The Food of Zlatibor: What to Try and Where It Comes From

The food around Zlatibor is mountain food: made from what the land and the animals give, and not fussy about it. Much of it comes from small households in the villages nearby, where cheese, kajmak and cured meats are still made by hand. Once you taste the difference, the supermarket versions never feel the same.
What to try first
If you eat one thing here, make it komplet lepinja. It is a baked flatbread filled with kajmak, egg and the drippings from roasted meat, all cooked together until it sets. It started as a heavy breakfast for workers and now people eat it any time of day. It is rich, so share one at first.
After that, work through the classics. Kajmak is the star, a soft dairy cream that goes on everything. The local cheeses range from young and mild to sharp and aged. Prsuta, the air dried prosciutto from this region, hangs and cures in the cold mountain air, which is exactly why it tastes the way it does.
- Komplet lepinja, the dish people remember most
- Kajmak and young cheese, best straight with warm bread
- Prsuta and other cured meats from the villages
- Slow roasted lamb, usually best at a spot outside the center
- Local honey and homemade rakija to finish a meal
Cook a little, or just eat out
You can do both on a trip here.

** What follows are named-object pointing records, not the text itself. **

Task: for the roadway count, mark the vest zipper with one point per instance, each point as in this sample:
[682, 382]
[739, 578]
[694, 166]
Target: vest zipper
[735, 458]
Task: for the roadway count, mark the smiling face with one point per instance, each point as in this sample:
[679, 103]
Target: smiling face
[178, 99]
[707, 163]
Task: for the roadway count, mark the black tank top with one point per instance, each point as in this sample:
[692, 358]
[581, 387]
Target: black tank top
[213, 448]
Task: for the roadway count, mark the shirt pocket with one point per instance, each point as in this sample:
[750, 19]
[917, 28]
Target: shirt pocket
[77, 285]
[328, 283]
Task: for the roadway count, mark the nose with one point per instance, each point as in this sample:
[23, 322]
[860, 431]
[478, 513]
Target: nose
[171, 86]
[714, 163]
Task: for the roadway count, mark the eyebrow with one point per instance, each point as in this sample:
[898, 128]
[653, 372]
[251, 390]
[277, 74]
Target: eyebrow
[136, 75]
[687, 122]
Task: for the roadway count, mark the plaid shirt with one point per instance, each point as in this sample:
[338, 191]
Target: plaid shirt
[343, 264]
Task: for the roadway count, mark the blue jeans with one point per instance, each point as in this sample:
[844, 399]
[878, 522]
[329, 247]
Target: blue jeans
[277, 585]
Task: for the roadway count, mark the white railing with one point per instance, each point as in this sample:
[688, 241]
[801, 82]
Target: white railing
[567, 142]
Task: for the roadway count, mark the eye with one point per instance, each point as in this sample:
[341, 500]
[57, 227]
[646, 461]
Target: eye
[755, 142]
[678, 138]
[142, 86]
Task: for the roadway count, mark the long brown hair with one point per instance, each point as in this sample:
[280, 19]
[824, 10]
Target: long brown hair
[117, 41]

The green market and small shops sell kajmak, cheese, prsuta, honey and eggs, so a simple breakfast at the apartment is easy and cheap. The kitchen at Apartman Bolero has an espresso machine too, which pairs well with a morning plate of cheese and bread on the days you do not feel like going out.
For lamb and the bigger dishes, eat out. Roasting a whole lamb is a job best left to the kafanas that do it every day. Ask a local which place is roasting that morning, order by the kilo, and do not plan much for the afternoon after.